The source piano for this Kontakt Player-based instrument is a Steinway D that resides in AIR Studios, London. It’s long been a favorite of composer Zimmer for scoring sessions and simply playing for enjoyment. Not only does the virtual version offer four mic positions—from very close to a position intended for use in rear surround channels—but you get multiple options for which mics occupy each of those positions. The resulting tonal variety is such that I could use HZ Piano for whatever musical mood a song required, whereas before I would have been asking myself which of my libraries was right for the job. That this single piano can behave like a dozen or more is a testament to what’s possible when the developers really know their recording techniques. Plus, since all that variety is “baked in,” I found myself reaching for EQ and effects barely at all, whether I wanted the piano to cut through a mix or snuggle down into it.
I’ll leave you to Spitfire’s website for backstory about how painstaking the sampling process was, but my ears confirm one of their claims in particular: Zimmer directed extra attention to soft and medium velocity ranges, and this pays huge dividends in terms of both straightforward realism and emotional nuance. Not to say this is a “dark” piano at all— brighter, harder strikes are crystal clear with no hint of stridence. Consistency is also unparalleled; across every mic combination I tried, and across the entire pitch range and every velocity level my fingers are capable of resolving, there were no weird notes where the response profile was a little different. There are even distance-compensated sample sets that maintain phase coherence between mic positions.

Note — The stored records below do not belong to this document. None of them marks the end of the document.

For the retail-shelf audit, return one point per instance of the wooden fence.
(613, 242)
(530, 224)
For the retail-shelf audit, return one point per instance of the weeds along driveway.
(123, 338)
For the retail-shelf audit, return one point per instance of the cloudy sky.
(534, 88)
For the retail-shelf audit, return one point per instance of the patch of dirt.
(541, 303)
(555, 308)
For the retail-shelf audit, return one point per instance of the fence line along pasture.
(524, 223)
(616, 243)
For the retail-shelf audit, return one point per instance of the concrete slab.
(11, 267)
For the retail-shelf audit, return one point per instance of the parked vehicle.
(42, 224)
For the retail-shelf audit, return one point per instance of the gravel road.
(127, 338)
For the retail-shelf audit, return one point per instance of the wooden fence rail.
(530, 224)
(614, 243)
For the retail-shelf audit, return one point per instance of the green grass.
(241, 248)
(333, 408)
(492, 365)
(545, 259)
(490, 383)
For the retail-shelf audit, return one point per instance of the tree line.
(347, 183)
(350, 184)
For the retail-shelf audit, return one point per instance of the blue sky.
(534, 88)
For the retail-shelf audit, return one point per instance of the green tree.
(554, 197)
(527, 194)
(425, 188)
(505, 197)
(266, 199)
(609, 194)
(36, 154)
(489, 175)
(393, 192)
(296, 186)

With a sampled instrument this ambitious, a developer is inevitably going to push the system-requirements envelope. HZ Piano requires 211GB of drive space but headroom of about 400GB during installation. Spitfire can ship it to you on a hard drive, but one that’s for installation and backup, not streaming. (You do get two licenses, say, for desktop and laptop use.) For playing more than one mic position at a time on a laptop, I recommend at minimum a highly-rated SSD connected via Thunderbolt or at least USB3—but you can still cause dropouts here with intentional “torture test” playing. For truly worry- free blending of all those mic positions with lots of pedal-down note density, put on your big-composer pants and install it on a striped RAID made of SSDs. If you’ve been waiting to upgrade your storage infrastructure, the sonic rewards of HZ Piano are the best reason you’ll get this year.
Hans Zimmer piano is as inspiring to play as it is technically and sonically flawless. The inevitable question: But is it an Ivory killer? I’d say no more than a Bugatti Veyron (to which Spitfire’s marketing likens it) is what you drive instead of a Tesla Model S. The latter does everything well and hyper-efficiently while still making you the envy of the block; the former is what happens when no expense is spared. Now imagine if the Bugatti only cost a little more than the Tesla, and you just might seriously need a larger garage.
PROS Absolutely gorgeous sound. Very consistent harmonic and dynamic response across full ranges of pitch and velocity. Breaks between velocity layers are imperceptible. Multiple mixable mic positions include sample sets for phase-aligned blending.
CONS Worry-free performance requires pro-grade storage and bandwidth.
The most ambitious software piano instrument yet conceived.